Le but de la société est désormais de "rajouter sur cette couche Outscale des offres managées, c'est-à-dire des services qui peuvent être utilisés à la volée et qui permettent de bénéficier de toute l'industrialisation de ce que font les fournisseurs de cloud", détaille Alain Issarni. La première version de cette plateforme – qui intégrera "les services Kubernetes, OpenShift et base de données" – devrait être "opérationnelle début 2024", annonce le président exécutif.
"Nous sommes plutôt confiants sur le fait qu'elle sera déjà certifiée ISO 27001 et HDS [hébergeur de données de santé, ndlr] lorsqu'elle sortira", ajoute-t-il. A cette étape, l'intégralité de l'offre (infrastructure + services) ne sera pas certifiée SecNumCloud. Le processus de qualification pour cette dernière démarrera au "premier trimestre 2024".
Pas de date pour l'attribution de SecNumCloud
En revanche, les membres refusent de donner une estimation de l'attribution du visa de sécurité. "L'exercice est compliqué. C'est difficile de donner une date, explique Alain Issarni. Une chose est sûre : ce que nous bâtissons, nous le bâtissons pour être qualifié SecNumCloud." Notons que le calendrier de lancement a été modifié : à l'origine, l'offre finale devait être opérationnelle "dès la mi-2023", avait indiqué Sébastien Massart, directeur de la stratégie chez Dassault Systèmes, lors d'un échange accordé à L'Usine Digitale en novembre 2022.
Pour se démarquer des offres concurrentes telles que S3NS (Thales et Google) et Bleu (Microsoft, Orange et Capgemini), NumSpot veut se concentrer sur des secteurs bien précis, souligne Olivier Vallet. "Nous n'avons pas la même philosophie, ajoute Alain Issarni.

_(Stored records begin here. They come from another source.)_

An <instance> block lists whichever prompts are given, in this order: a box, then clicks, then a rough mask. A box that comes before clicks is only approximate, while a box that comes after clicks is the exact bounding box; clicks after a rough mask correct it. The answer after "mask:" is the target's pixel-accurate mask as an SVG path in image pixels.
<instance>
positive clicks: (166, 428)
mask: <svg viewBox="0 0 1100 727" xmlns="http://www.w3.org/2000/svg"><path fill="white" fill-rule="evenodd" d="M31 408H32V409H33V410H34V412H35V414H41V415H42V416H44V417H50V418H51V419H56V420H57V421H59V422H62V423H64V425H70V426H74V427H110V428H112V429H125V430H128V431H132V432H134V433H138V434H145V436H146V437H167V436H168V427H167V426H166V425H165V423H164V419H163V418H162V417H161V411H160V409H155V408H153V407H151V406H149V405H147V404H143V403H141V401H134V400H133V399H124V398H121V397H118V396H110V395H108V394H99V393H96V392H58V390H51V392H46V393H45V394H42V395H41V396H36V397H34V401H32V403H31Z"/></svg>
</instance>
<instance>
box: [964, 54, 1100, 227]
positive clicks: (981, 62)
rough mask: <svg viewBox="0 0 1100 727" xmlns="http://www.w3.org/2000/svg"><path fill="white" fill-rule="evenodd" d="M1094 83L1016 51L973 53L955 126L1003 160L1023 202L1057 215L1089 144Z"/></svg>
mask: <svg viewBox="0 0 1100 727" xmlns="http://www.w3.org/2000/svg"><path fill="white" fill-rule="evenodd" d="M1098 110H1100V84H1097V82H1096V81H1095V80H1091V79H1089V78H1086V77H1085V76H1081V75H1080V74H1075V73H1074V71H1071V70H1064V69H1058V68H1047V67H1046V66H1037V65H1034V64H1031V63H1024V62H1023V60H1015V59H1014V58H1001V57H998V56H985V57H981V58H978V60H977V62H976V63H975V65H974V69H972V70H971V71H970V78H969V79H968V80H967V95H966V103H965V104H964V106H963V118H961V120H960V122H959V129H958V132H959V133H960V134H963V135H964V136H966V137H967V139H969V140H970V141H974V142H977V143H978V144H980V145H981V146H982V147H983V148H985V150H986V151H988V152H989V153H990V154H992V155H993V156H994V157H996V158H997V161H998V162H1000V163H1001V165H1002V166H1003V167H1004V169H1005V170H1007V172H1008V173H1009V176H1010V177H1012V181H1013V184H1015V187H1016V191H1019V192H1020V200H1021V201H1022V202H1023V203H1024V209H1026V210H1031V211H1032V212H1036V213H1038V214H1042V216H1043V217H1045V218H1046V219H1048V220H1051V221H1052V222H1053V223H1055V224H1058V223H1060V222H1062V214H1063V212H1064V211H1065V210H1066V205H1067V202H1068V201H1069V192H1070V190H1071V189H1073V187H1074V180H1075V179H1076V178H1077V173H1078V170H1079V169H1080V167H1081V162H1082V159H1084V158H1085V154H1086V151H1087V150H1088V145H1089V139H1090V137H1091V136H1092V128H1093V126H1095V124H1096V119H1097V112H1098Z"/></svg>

Nous avons le sentiment d'être beaucoup plus indépendant d'acteurs un peu trop hégémoniques, grâce au logiciel libre notamment," Cette indépendance repose également sur l'actionnariat "100% français" et le recours à "un maximum de technologies françaises et européennes".
De son côté, S3NS – la joint-venture entre Thales et Google Cloud – a annoncé l'obtention de SecNumCloud au quatrième trimestre 2024. "Je suis intimement persuadé que nous aurons le label", avait même déclaré son directeur général Cyprien Falques à L'Usine Digitale. La co-entreprise a également déjà annoncé des clients, tels que Birdz (Veolia), Club Med, Matmut ainsi que le groupe AGPM. Bleu avait annoncé en juin 2022 que son offre serait pleinement disponible en 2024. Depuis, c'est le silence radio.